In Virginia, the trust estimated that there are 6,000 farms making up 1.2 million acres in 12 counties within 40 miles of the Disney site.

In 1987, the land accounted for 14% of the state's farmland, worth $2.6 billion, and $236 million in agricultural production, including 52% of its horses, 48% of its fruit, 19% of its cattle and 15% of its poultry.

"This is just one of the most flagrant examples of the threat of unplanned growth that we see all over the country," said trust President Ralph Grossi, comparing rural Virginia to California's Central Valley and South Florida's sugar cane fields, where sprawling suburbs have gobbled up thousands of acres. "Development often causes local leaders to act in too much of a hurry to get these jobs. They don't realize what they are giving up."

Mary Anne Reynolds, spokeswoman for Disney's America, rejected any freeze on the park and resort project.

"Disney and the farmland trust both want responsible growth," Reynolds said, but it is unreasonable for Prince William County to be "held hostage to decisions outside its borders."

While Reynolds said Disney would work with the trust for conservation, she noted that before Disney announced its plans, Prince William's ambitious growth plans already envisioned building on the scale of a new Rosslyn, Ballston or Tysons Corner on vacant land west of Manassas.

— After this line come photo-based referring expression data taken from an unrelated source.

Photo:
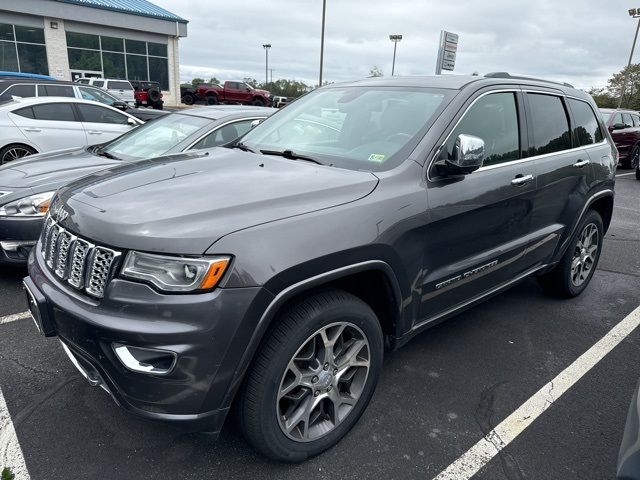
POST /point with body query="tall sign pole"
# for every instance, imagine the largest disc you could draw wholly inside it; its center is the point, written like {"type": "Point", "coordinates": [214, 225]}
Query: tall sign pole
{"type": "Point", "coordinates": [447, 50]}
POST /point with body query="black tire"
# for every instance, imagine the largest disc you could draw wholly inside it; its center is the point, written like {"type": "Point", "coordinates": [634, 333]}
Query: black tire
{"type": "Point", "coordinates": [188, 99]}
{"type": "Point", "coordinates": [295, 325]}
{"type": "Point", "coordinates": [15, 151]}
{"type": "Point", "coordinates": [559, 280]}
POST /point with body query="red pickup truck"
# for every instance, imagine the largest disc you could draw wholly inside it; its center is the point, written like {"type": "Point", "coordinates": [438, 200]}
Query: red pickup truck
{"type": "Point", "coordinates": [233, 92]}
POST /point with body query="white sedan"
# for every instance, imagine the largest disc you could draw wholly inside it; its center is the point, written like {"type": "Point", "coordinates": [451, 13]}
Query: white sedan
{"type": "Point", "coordinates": [37, 125]}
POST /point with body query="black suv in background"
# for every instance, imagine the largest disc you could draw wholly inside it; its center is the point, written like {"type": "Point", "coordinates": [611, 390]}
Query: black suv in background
{"type": "Point", "coordinates": [274, 274]}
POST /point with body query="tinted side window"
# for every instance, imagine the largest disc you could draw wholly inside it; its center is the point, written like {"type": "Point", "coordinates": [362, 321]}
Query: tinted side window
{"type": "Point", "coordinates": [26, 112]}
{"type": "Point", "coordinates": [587, 130]}
{"type": "Point", "coordinates": [97, 114]}
{"type": "Point", "coordinates": [549, 124]}
{"type": "Point", "coordinates": [19, 91]}
{"type": "Point", "coordinates": [59, 112]}
{"type": "Point", "coordinates": [56, 91]}
{"type": "Point", "coordinates": [494, 119]}
{"type": "Point", "coordinates": [224, 135]}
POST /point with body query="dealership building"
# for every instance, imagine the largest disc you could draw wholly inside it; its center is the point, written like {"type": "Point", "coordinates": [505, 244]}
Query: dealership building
{"type": "Point", "coordinates": [70, 39]}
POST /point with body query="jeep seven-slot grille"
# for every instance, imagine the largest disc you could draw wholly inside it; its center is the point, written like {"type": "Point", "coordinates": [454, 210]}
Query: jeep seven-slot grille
{"type": "Point", "coordinates": [83, 265]}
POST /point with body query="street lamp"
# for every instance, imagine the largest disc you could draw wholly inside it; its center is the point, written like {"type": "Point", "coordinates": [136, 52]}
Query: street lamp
{"type": "Point", "coordinates": [324, 12]}
{"type": "Point", "coordinates": [266, 47]}
{"type": "Point", "coordinates": [395, 39]}
{"type": "Point", "coordinates": [633, 13]}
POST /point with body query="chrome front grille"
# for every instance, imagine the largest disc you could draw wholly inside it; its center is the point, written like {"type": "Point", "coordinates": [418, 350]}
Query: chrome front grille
{"type": "Point", "coordinates": [81, 264]}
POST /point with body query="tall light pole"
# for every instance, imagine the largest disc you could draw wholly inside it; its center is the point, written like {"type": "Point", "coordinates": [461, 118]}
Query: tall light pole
{"type": "Point", "coordinates": [324, 12]}
{"type": "Point", "coordinates": [633, 13]}
{"type": "Point", "coordinates": [395, 39]}
{"type": "Point", "coordinates": [266, 47]}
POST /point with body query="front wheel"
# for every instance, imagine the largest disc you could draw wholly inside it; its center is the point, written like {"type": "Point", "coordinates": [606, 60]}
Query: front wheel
{"type": "Point", "coordinates": [313, 377]}
{"type": "Point", "coordinates": [574, 272]}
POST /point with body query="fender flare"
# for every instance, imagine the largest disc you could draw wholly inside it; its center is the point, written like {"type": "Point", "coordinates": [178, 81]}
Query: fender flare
{"type": "Point", "coordinates": [287, 294]}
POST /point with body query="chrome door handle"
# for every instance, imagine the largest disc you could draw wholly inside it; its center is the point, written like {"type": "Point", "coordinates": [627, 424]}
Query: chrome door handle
{"type": "Point", "coordinates": [521, 180]}
{"type": "Point", "coordinates": [581, 163]}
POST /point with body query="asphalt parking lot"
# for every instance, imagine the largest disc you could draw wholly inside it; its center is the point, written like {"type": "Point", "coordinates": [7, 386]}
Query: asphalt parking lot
{"type": "Point", "coordinates": [437, 397]}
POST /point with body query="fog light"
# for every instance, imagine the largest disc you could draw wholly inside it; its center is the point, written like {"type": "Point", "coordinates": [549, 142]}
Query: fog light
{"type": "Point", "coordinates": [145, 360]}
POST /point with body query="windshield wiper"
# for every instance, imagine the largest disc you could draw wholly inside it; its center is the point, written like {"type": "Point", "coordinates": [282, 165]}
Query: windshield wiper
{"type": "Point", "coordinates": [244, 148]}
{"type": "Point", "coordinates": [290, 155]}
{"type": "Point", "coordinates": [104, 153]}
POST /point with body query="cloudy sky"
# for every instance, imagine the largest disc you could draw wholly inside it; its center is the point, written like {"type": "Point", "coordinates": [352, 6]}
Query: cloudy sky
{"type": "Point", "coordinates": [579, 41]}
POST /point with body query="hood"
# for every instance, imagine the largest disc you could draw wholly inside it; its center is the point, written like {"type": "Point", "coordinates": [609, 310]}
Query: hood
{"type": "Point", "coordinates": [182, 204]}
{"type": "Point", "coordinates": [50, 171]}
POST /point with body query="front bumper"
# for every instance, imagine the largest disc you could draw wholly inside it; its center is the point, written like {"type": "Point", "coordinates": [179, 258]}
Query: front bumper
{"type": "Point", "coordinates": [23, 231]}
{"type": "Point", "coordinates": [206, 332]}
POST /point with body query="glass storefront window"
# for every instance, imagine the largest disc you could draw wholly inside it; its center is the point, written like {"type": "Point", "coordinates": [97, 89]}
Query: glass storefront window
{"type": "Point", "coordinates": [113, 64]}
{"type": "Point", "coordinates": [33, 58]}
{"type": "Point", "coordinates": [137, 67]}
{"type": "Point", "coordinates": [112, 44]}
{"type": "Point", "coordinates": [136, 46]}
{"type": "Point", "coordinates": [83, 40]}
{"type": "Point", "coordinates": [84, 60]}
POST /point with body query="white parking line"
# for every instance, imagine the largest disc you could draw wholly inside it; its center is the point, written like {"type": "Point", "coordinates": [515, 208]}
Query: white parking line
{"type": "Point", "coordinates": [482, 452]}
{"type": "Point", "coordinates": [10, 451]}
{"type": "Point", "coordinates": [14, 317]}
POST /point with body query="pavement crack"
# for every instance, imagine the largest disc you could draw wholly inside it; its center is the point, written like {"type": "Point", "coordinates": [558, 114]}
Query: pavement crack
{"type": "Point", "coordinates": [27, 367]}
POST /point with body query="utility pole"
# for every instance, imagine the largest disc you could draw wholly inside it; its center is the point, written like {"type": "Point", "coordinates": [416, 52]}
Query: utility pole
{"type": "Point", "coordinates": [324, 12]}
{"type": "Point", "coordinates": [633, 13]}
{"type": "Point", "coordinates": [266, 47]}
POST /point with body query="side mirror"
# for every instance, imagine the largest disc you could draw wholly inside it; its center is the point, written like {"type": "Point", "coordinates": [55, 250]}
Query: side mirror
{"type": "Point", "coordinates": [468, 155]}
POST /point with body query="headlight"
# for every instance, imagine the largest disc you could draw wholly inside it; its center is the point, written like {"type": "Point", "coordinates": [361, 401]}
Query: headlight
{"type": "Point", "coordinates": [175, 274]}
{"type": "Point", "coordinates": [32, 206]}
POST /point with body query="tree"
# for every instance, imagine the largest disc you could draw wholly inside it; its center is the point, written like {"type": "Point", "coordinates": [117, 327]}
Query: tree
{"type": "Point", "coordinates": [376, 72]}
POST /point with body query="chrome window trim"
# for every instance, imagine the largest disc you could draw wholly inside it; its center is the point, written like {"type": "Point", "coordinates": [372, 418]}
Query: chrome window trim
{"type": "Point", "coordinates": [520, 160]}
{"type": "Point", "coordinates": [219, 127]}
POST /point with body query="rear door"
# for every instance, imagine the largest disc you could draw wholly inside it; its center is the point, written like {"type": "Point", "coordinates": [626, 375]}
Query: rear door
{"type": "Point", "coordinates": [479, 232]}
{"type": "Point", "coordinates": [50, 126]}
{"type": "Point", "coordinates": [564, 170]}
{"type": "Point", "coordinates": [101, 123]}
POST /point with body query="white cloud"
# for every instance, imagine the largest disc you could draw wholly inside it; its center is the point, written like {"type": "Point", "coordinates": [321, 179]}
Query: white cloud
{"type": "Point", "coordinates": [579, 41]}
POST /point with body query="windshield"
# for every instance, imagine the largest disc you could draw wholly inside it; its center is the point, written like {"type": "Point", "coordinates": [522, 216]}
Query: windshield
{"type": "Point", "coordinates": [359, 128]}
{"type": "Point", "coordinates": [155, 138]}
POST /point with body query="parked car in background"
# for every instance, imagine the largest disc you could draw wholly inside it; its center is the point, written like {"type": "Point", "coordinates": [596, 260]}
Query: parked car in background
{"type": "Point", "coordinates": [38, 125]}
{"type": "Point", "coordinates": [121, 89]}
{"type": "Point", "coordinates": [148, 94]}
{"type": "Point", "coordinates": [271, 277]}
{"type": "Point", "coordinates": [26, 186]}
{"type": "Point", "coordinates": [238, 92]}
{"type": "Point", "coordinates": [33, 87]}
{"type": "Point", "coordinates": [624, 126]}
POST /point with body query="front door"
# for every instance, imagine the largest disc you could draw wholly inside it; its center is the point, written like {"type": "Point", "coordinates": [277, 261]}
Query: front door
{"type": "Point", "coordinates": [479, 230]}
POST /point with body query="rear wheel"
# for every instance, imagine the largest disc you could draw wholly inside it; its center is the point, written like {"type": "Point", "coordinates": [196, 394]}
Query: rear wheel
{"type": "Point", "coordinates": [14, 152]}
{"type": "Point", "coordinates": [313, 376]}
{"type": "Point", "coordinates": [574, 272]}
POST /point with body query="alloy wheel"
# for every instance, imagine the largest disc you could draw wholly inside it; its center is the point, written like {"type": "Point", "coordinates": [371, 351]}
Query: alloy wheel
{"type": "Point", "coordinates": [323, 382]}
{"type": "Point", "coordinates": [585, 253]}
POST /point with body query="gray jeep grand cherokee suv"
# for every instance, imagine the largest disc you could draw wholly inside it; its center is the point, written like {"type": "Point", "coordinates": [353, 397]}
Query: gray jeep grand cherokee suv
{"type": "Point", "coordinates": [273, 275]}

Grossi called on Virginia Gov. George Allen and state Agriculture Commissioner Clinton Turner to help the counties create large, new agricultural reserves, zoning easements and tax and other financial incentives for farmers to keep their land rural.

Citing Disney projections that it will employ the equivalent of 2,700 full-time workers and build 2,500 residences and 2 million square feet of offices and shops, Grossi said the project's spinoff growth "will undoubtedly change the face of Northern Virginia."

The trust cited Orange County, Fla., home of Walt Disney World, where it said that from 1969 to 1987 county population doubled while farm acreage fell by a third.